The principles of sharia commonly used in financial instruments of Islamic trade are:-

  1. Musharakah: – Under this product, the bank enters into a partnership agreement with the customer to sell and buy goods specified by the customer. The commodity prices are divided by the parties. Profits or losses from the activity are apportioned according to a previously agreed formula and need not be the same as the capital ratio.

  2. Murabahah:- The bank imports goods at the customer’s request and sells them to the customer on a murabahah basis. The sale price includes profit margin and repayment requirements are agreed upon on the date of the murabahah deal. The bank uses its own funds to open the letter of credit. Murabahah is the most widely used Islamic trade finance product.

  • Wakalah:- Sharia-compliant loans are based on the Wakalah principle, where a bank represents the customer. The bank is paid fees and commissions in place of interest for the services provided.

In international trade financing, FFIIT act as (a) Agents (b) Partners (c) Guarantors of payment (d) Seller/buyer of Goods (e) Charge fees and impose compensation for defaults.

1.2.1 Islamic bank as an agent in the international trade transaction. Comparison of major financial instruments in international trade financing;-

Conventional trade financing: – 1- LC (fee-based). 2- Default of payment on LC (interest-based. 3-Percentage-based fee for LC (fee-based and interest-based). 4- Letter of guarantee (fee-based). 5- Export credit refinancing (interest-based)

Islamic trade financing: – 1- All LC (profit-based. 2- Ta’widh compensation or damages (fixed fee). 3- Ujrah (fee-based). 4- Kafalah LC (not fee-based). 5- Murabahah export credit refinancing (profit based.

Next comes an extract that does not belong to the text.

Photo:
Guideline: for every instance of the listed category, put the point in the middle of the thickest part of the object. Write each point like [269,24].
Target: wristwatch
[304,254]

Islamic bank as a guarantor of payment in the international trade transaction: – In terms of sponsorship or (kafalah), Islam has a huge potential for international business investment. Since the general rule of Islamic transactions is to provide a guarantee or a loan on time. Sharia law allows for a loan from a lender who can apply for a security advance loan and can apply in the event of a failure to repay the mortgage. According to Islamic Sharia law, a bank is not allowed to collect money or a guarantee commission but may collect such fees for the activities of its entity in the conduct of business transactions including fees related to “data collection, cost analysis- benefits of related projects. , collection and disbursement of appropriate amounts, etc. (Zuḥaylī, 2001). The second related financial instrument is the Rahn (security guarantee) for international business investment. It is legal for an Islamic bank to guarantee customers of international business investment to ensure the payment of LC obligations.

Islamic bank as a seller/buyer of goods in international trade transactions. In the case of the use of international trade financing as a guaranteed amount, the Islamic Bank may decide to sell the goods after a reasonable period of time. However, it is always important for a humanitarian contract to include such a clause in a basic agreement.